MapReader’s development represents several radical departures from existing digital humanities and geospatial tools. First, it maintains a critical approach to maps as data, rejecting the notion that “extracted features” represent objective ground truth about past landscapes. Second, it forgoes building heavyweight database infrastructure in favor of lightweight, flexible outputs. Third, it uses Jupyter notebooks as the interface, exposing the computational process rather than hiding it behind polished user interfaces. This transparency serves both pedagogical goals (teaching computer vision and machine learning through hands-on practice) and research reproducibility goals aligned with open science principles.
The chapter positions MapReader within an emerging “Open Maps” ecosystem, distinguishing it from two prior communities working with maps and computer vision: geographic information scientists treating maps as objective spatial observations, and humanities scholars building Historical GIS or “mirror worlds” of historic cities. MapReader charts a different course by foregrounding the interpretive, argumentative nature of both maps and the datasets derived from them.

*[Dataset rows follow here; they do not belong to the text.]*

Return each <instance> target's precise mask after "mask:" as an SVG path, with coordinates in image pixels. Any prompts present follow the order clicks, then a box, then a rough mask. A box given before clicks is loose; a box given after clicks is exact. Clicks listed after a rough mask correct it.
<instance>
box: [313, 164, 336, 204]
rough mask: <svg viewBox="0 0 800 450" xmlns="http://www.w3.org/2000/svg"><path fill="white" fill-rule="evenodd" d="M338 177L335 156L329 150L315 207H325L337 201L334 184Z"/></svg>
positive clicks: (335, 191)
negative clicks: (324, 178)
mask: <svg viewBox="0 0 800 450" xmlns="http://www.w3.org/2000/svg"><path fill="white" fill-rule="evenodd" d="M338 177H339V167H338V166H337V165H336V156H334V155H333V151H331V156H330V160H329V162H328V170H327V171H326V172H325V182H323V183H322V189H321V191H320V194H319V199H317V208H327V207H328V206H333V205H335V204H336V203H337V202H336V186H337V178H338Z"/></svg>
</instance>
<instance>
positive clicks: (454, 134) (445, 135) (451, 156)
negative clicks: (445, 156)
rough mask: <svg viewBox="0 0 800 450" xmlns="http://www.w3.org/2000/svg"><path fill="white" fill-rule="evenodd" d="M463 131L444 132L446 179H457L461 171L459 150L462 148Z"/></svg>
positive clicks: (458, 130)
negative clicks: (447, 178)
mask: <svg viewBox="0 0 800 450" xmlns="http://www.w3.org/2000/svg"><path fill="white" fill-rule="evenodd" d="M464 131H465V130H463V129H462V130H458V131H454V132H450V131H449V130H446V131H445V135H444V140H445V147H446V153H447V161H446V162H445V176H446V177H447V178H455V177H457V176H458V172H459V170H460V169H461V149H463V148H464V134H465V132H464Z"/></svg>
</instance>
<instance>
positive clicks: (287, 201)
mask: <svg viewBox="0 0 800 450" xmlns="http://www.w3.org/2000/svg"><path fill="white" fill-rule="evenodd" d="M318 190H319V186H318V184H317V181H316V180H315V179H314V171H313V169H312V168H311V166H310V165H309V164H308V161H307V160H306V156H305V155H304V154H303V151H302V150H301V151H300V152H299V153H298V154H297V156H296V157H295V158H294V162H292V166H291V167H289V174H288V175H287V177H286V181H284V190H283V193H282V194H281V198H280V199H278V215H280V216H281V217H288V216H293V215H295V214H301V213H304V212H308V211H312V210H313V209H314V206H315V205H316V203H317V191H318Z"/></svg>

Through case studies from the Ordnance Survey digitization project at the National Library of Scotland, the authors demonstrate how MapReader enables asking questions at previously impossible scales. Tens of thousands of map sheets can be analyzed simultaneously, revealing spatial patterns across local, regional, and national levels. The tool has already expanded beyond its initial use case, with applications in plant phenotyping and a growing international community of contributors.
Fundamentally, MapReader offers a new methodological pipeline that reshapes how researchers conceptualize questions, gather evidence, and build arguments from cartographic sources. By defining meaningful abstract units (patches and maptext) rather than attempting to precisely reproduce cartographic features, the tool creates an epistemological space for creative thinking about historical landscapes and cartographic practice. It demonstrates that automation and critical interpretation are not opposites but can work together when software design prioritizes humanities inquiry over technical reductionism.
Keywords: computational map studies, computer vision, digital humanities, historical maps, MapReader, spatial humanities, epistemology, open science, Ordnance Survey
Note: This chapter is currently available in early access. Full publication details may be updated upon official release.